I jery rigged a large pot by turning the lid upside down and adding ice cubes to the top and a collector inside the pot (raised alittle above the brew). When the alcohol vapors rise up they hit the cooled lid and turned to vapor, then rolled down the inverted lid and dropped into the collector ( a smaller pot ). I made nice 'grappa' once that way from some hard cider I made.


----------



## Ray (Dec 5, 2002)

lead solder used in copper fittings is the the problem most folks worry about. I doubt it has killed too many, but who knows how much lead laden whiskey the old timers drank? I really can't imagine the solder joints causing more problems than the altered mind state that the whiskey causes without drinking enough that the alcohol itself would destroy the liver before the lead contamination could do much harm, but I don't know how much lead you could from solder joints myself?? best wishes, ray


----------



## Micheal (Jan 28, 2009)

Ahh, yes I have. The trick is to get the mash hot enough to "boil" out the alcohol without boilin the water......
But, I'd be very careful with what you want to do - you may start to "skirt" some fed, state, and/or local laws just by having a "still" no matter what the use of the end product......... but then maybe you may _never_ get caught.......


----------



## PyroDon (Jul 30, 2006)

building the still is the easy part doing it legally is a totally different issue 
good luck on getting BATFE approval which you need unless you plan to be a felon .
I looked into it myself lots and lots of red tape .
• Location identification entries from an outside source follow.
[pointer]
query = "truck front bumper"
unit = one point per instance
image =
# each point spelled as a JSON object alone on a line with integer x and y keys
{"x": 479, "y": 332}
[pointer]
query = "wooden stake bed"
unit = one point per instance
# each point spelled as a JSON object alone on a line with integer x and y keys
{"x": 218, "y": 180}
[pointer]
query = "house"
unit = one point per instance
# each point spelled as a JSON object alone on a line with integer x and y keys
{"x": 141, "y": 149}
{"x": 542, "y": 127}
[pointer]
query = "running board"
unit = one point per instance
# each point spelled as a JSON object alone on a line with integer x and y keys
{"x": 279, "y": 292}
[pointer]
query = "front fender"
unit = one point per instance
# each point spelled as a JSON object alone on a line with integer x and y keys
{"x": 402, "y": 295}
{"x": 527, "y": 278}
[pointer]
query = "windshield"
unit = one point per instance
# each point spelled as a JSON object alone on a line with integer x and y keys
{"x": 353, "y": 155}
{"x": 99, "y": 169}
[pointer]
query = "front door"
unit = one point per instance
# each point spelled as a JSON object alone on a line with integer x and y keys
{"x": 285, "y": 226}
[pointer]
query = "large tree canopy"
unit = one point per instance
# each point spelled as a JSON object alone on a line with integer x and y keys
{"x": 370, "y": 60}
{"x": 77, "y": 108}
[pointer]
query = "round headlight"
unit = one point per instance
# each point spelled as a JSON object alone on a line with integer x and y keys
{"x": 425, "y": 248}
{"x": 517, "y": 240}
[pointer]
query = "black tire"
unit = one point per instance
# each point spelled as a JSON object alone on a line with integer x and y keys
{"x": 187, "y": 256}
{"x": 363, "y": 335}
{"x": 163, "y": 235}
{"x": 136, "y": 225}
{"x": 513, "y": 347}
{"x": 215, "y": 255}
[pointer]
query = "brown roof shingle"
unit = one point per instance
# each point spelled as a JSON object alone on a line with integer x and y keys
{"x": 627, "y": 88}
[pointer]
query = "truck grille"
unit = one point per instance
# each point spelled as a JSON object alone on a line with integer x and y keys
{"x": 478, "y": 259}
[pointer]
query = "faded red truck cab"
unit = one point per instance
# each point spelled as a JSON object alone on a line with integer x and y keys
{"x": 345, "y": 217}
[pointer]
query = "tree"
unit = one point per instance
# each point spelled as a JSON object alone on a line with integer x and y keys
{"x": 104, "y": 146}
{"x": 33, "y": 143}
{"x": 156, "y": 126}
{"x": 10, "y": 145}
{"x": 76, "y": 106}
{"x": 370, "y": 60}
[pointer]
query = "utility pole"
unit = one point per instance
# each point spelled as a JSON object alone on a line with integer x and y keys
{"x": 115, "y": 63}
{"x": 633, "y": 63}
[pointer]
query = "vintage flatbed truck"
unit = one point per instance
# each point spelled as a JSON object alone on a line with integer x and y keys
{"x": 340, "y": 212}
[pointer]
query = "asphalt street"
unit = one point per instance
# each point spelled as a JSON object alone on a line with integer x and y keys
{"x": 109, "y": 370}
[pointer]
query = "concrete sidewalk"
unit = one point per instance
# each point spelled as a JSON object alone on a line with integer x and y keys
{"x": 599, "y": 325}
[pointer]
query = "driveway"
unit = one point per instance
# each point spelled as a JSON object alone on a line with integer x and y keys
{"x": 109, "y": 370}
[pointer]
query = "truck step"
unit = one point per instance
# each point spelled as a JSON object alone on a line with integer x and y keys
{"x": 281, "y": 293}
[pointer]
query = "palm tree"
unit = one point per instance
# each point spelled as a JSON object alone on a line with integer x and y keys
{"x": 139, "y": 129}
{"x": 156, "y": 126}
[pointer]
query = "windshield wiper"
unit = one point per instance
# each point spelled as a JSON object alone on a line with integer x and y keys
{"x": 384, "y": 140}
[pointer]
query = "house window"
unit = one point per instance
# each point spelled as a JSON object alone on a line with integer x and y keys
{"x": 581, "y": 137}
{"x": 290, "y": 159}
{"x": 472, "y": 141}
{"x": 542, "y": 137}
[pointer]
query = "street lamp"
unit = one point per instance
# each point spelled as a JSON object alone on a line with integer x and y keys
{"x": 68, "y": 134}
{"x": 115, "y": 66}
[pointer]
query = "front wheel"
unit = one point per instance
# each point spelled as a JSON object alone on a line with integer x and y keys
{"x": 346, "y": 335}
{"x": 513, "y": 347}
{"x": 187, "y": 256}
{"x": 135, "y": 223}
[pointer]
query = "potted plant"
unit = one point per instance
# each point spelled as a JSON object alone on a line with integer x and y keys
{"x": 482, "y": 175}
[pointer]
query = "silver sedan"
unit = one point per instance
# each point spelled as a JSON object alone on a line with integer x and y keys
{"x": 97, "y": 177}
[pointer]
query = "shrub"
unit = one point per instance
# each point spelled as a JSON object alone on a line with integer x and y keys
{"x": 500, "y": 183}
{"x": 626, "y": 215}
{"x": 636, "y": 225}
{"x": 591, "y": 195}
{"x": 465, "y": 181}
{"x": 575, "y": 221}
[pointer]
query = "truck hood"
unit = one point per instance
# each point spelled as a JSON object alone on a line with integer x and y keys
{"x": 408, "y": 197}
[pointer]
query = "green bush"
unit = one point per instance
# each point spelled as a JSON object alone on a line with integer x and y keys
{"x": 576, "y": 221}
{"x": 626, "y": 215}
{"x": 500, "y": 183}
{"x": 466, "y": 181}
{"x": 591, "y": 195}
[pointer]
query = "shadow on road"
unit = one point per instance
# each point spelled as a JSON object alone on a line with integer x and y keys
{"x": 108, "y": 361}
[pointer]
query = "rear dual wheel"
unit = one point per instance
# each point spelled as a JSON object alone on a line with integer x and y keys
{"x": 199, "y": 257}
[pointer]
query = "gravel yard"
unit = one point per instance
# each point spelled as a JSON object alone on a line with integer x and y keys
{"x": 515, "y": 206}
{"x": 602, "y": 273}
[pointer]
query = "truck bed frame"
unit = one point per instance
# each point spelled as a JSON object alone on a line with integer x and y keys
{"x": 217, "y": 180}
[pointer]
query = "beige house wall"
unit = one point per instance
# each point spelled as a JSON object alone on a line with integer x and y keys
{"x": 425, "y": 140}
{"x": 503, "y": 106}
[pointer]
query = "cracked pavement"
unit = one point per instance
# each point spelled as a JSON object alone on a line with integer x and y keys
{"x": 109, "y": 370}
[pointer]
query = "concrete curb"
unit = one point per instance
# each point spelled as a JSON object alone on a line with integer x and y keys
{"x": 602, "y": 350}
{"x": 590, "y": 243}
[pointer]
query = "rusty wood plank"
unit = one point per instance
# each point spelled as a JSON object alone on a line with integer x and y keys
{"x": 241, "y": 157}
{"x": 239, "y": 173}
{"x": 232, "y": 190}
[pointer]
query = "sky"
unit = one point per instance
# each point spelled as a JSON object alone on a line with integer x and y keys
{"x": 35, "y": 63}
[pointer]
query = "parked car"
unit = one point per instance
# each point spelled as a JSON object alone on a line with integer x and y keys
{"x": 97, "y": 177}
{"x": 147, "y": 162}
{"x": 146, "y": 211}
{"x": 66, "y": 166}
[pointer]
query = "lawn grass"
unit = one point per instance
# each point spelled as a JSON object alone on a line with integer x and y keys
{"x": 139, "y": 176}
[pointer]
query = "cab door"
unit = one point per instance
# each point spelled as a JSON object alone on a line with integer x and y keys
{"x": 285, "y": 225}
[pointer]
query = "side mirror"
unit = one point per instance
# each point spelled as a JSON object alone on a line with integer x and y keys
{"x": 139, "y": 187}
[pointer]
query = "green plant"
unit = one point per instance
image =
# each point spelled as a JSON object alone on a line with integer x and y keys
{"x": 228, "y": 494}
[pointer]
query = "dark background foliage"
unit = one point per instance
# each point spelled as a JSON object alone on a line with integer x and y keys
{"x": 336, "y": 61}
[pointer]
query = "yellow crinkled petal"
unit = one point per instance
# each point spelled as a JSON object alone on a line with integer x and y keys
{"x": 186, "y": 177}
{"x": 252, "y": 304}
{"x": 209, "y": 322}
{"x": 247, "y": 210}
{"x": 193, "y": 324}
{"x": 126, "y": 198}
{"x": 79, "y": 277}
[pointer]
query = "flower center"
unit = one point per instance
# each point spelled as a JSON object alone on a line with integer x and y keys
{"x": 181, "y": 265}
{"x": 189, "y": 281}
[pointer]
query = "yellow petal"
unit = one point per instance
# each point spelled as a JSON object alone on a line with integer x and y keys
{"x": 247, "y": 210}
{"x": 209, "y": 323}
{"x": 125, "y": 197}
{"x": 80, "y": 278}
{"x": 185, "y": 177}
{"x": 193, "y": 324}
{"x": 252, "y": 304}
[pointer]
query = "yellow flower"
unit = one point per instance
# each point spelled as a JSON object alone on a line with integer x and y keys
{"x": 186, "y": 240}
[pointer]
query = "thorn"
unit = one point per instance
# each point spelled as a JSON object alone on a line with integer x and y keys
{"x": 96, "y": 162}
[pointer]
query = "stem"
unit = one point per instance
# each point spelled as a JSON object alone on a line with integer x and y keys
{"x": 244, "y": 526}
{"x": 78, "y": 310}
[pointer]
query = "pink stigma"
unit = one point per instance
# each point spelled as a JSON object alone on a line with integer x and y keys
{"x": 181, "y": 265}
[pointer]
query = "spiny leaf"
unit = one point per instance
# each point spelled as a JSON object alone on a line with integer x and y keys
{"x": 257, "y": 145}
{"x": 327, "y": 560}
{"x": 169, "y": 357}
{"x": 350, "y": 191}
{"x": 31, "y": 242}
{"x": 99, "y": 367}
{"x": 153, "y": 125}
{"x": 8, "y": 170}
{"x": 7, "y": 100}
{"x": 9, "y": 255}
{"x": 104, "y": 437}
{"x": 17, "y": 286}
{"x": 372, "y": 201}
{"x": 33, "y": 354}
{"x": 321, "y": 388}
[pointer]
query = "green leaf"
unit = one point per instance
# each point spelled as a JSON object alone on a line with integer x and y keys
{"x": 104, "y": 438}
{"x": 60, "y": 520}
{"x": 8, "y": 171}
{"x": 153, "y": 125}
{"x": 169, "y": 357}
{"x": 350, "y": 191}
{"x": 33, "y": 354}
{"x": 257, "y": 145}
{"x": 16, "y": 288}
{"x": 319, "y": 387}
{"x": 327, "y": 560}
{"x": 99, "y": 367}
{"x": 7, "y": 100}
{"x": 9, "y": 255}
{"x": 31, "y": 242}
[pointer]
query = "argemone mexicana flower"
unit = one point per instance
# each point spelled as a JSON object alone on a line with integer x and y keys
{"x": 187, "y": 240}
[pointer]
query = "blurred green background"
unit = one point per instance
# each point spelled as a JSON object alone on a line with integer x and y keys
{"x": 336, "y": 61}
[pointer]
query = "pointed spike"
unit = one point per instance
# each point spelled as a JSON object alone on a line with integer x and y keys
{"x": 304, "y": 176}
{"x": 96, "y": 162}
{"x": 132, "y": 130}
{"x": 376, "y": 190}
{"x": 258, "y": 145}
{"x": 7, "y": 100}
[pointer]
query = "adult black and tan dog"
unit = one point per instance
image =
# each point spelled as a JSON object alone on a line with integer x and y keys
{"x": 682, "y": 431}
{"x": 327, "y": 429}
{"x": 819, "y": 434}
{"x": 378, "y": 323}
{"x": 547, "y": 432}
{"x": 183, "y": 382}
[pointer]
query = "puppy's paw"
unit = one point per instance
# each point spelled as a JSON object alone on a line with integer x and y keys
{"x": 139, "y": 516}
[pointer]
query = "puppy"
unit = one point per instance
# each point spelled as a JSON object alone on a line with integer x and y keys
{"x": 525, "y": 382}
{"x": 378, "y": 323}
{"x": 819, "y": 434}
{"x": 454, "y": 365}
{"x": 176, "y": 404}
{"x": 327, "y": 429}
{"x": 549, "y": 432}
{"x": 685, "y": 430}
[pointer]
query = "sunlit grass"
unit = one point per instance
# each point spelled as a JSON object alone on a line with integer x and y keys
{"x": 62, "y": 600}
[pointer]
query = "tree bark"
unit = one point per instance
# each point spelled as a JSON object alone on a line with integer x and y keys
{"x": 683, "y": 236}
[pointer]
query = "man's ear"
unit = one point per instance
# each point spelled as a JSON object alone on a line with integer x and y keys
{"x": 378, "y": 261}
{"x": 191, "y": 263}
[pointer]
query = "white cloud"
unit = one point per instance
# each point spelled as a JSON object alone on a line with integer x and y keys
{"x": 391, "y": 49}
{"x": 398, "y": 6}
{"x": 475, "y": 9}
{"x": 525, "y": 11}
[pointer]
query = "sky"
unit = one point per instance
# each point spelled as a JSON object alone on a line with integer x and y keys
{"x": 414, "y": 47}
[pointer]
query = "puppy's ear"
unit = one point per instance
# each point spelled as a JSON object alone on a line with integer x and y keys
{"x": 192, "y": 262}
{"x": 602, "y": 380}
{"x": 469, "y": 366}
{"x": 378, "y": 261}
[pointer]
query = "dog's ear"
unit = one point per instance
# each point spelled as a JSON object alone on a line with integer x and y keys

like the idea though Cat tails make decent animal feed


----------



## Ross (May 9, 2002)

Ray wouldn't you just use a non lead solder? Just got me wondering because you always see the huge copper stills in the whiskey advertising. Would using a lead solder on a fuel still add lead to the fuel?  I'm guessing not significantly.


----------



## Guest (Mar 29, 2011)

PyroDon said:


> building the still is the easy part doing it legally is a totally different issue
> good luck on getting BATFE approval which you need unless you plan to be a felon .
> I looked into it myself lots and lots of red tape .


 And therein lies the real problem.

The still is the easy part. But even if you're just making alcohol for fuel you've still got to have a government license and they are jealous of their prerogative.


----------



## Jim-mi (May 15, 2002)

More and more I'm hearing people who are unhappy with the likes of E85 fuel claiming less mileage than straight gas . . . (I am Diesel)
And as a stomach fuel . . . . . . . .???

So unless you are willing to run the risks of a still I don't see any advantage . . . . . . . .


----------



## ksfarmer (Apr 28, 2007)

Ross said:


> Ray wouldn't you just use a non lead solder? Just got me wondering because you always see the huge copper stills in the whiskey advertising. Would using a lead solder on a fuel still add lead to the fuel?  I'm guessing not significantly.


Right. Copper is what is safe to use. Steel barrels for fermenting in and distilling will not be safe for drinking. Use silver solder on the copper, not lead. A couple friends and I did this years ago to use as fuel. It worked in small motors, never got brave enough to put it in a car. We used wheat, and corn.


----------



## fishhead (Jul 19, 2006)

If I remember correctly you can make a ridiculous amount of alcohol each year with any permitting. I think it was 100 gallons.

I would just do it mostly for the experience, maybe drink a little, maybe put a little in my gas tank.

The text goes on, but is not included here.